Australia doing 'everything it can' for Bali death row pair

Australia doing 'everything it can' for Bali death row pair

SYDNEY - Australia is doing everything it can to save two drug smugglers facing the firing squad in Indonesia, Prime Minister Tony Abbott said Wednesday after the pair lost their latest legal appeal.

On Monday a Jakarta court dismissed Andrew Chan and Myuran Sukumaran's challenge against the rejection of their pleas for clemency.

Indonesia's legal chief then said they had exhausted all options to avoid the death penalty, but their lawyers insist legal avenues remain open.

"We are continuing to do everything we possibly can for them," Abbott told reporters in Sydney in his first comments since Monday's decision.

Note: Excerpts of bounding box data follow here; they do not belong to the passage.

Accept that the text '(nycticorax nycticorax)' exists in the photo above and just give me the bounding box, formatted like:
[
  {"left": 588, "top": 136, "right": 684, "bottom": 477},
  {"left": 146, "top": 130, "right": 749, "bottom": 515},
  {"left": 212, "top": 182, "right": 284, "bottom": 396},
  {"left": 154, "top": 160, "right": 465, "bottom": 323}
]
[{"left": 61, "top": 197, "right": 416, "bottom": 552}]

"That's what we're doing... Everyone knows Australia's position on the death penalty." Sukumaran, 33, and Chan, 31, the ringleaders of the so-called "Bali Nine" drug trafficking gang, were sentenced to death in 2006 for trying to smuggle heroin out of Indonesia.

Their appeals for clemency, typically a death row convict's final chance of avoiding the firing squad, were rejected earlier this year by Indonesian President Joko Widodo.

In Monday's ruling, the State Administrative Court upheld a decision that it does not have the authority to hear a challenge to Widodo's rejection.

Abbott said he had spoken to the Indonesian leader again about the Bali pair.

"I've had a number of conversations with President Widodo on this issue. I'm not going to go into what was said, but I have certainly made our position very clear," he said.

Indonesia executed six drug offenders in January, including five foreigners, prompting a furious Brazil and the Netherlands - whose citizens were among those put to death - to recall their ambassadors.